All Products
Search
Document Center

MaxCompute:Project data protection

Last Updated:Oct 08, 2023

During business processing, a user may have the access permissions on multiple projects at the same time. In this case, security risks exist if data is transferred between the projects. To ensure project data security, MaxCompute provides the project data protection feature to control data outflow. This topic describes the project data protection feature of MaxCompute and the data outflow policies that can be used together with the project data protection feature.

Background information

Some enterprises have high data security requirements. They take various measures to prevent leaks of sensitive data. For example, employees can conduct their jobs only in the workplace and are not allowed to take work materials out of the office. All USB ports on office computers are disabled. The security issue that a user transfers data from a project to another project may occur.

For example, user Alice has the access permissions on Project1 and Project2. Alice has the Select permission on the table1 table in Project1 and the CreateTable permission on Project2. In this case, if the project data protection feature is disabled, Alice can execute the following statement to transfer data of the table1 from Project1 to Project2. This operation causes leak risks of sensitive data.

create table project2.table2 as select * from project1.table1;

The preceding example shows that a user who has the access permissions on multiple MaxCompute projects at the same time can transfer data between projects. MaxCompute provides the project data protection feature. If highly sensitive data exists in a project, the owner of the project must enable the project data protection feature.

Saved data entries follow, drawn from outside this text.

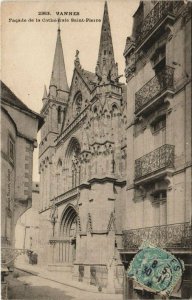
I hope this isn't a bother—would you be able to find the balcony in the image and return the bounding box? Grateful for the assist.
[135,66,174,116]
[122,222,192,251]
[135,144,174,183]
[135,1,183,51]
[1,248,28,267]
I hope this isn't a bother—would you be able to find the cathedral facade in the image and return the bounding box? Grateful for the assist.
[38,2,127,292]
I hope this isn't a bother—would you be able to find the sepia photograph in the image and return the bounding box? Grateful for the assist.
[1,0,192,299]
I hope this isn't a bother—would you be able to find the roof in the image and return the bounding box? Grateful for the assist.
[1,80,44,129]
[81,69,97,90]
[76,68,97,91]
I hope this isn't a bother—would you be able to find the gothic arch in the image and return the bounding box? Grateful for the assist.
[73,91,82,115]
[111,103,119,116]
[92,104,99,118]
[57,204,78,264]
[60,204,78,237]
[65,137,81,159]
[57,158,62,167]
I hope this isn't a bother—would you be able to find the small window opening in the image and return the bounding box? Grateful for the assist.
[58,106,62,124]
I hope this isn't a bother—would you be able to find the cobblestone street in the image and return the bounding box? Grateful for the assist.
[7,270,122,300]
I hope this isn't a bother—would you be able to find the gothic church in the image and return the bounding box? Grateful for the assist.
[39,2,127,291]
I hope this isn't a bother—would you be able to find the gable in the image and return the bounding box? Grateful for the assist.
[64,69,92,128]
[69,68,92,100]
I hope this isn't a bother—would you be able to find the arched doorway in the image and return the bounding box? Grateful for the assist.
[59,205,77,264]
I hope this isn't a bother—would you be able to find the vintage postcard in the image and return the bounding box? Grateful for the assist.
[1,0,192,299]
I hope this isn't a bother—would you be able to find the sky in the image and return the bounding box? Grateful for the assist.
[1,0,140,181]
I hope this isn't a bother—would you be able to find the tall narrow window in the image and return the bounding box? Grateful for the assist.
[65,138,81,190]
[58,106,62,124]
[152,115,166,148]
[9,136,15,164]
[111,104,118,116]
[74,92,82,116]
[152,45,166,73]
[57,159,62,195]
[153,190,167,226]
[153,116,166,133]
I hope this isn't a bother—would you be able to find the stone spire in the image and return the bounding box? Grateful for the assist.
[49,28,69,96]
[96,1,118,84]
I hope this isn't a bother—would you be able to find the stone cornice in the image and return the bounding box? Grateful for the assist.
[88,176,117,185]
[79,231,123,236]
[115,180,127,187]
[78,183,91,190]
[90,140,114,147]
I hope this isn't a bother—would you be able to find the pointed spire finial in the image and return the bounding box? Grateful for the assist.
[74,49,81,68]
[49,28,69,93]
[58,18,60,32]
[95,1,118,84]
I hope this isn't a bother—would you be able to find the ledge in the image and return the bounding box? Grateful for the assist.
[88,176,117,185]
[134,168,174,186]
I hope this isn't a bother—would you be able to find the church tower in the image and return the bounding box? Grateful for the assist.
[95,1,119,84]
[69,2,127,291]
[38,2,127,292]
[87,1,127,181]
[39,27,69,211]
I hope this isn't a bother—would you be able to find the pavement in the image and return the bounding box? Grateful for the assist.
[14,260,122,299]
[7,269,123,300]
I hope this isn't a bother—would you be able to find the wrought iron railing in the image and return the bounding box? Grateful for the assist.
[1,237,11,247]
[135,66,174,113]
[122,222,192,250]
[135,1,183,46]
[1,248,28,267]
[135,144,174,180]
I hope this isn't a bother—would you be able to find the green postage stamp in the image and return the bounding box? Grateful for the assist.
[127,243,184,297]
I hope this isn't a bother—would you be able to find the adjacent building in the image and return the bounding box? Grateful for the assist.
[121,1,192,299]
[15,182,40,260]
[1,81,43,262]
[38,2,127,292]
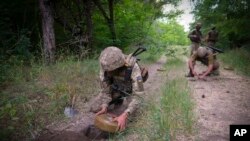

By default, the project data protection feature is disabled for MaxCompute projects. The owner of a project can run the set projectProtection=true; command for the project to enable the project data protection feature. This way, data can only be flowed into the project and cannot flow out of the project.

Precautions

After you enable the project data protection feature, take note of the following points:

  • Cross-project data access operations cannot be performed because the operations violate project data protection rules. If you want to allow specific data to flow out to other projects, you can use one of the following methods that are provided by MaxCompute: Data outflow policy 1: Configure an exception policy and Data outflow policy 2: Configure a trusted project.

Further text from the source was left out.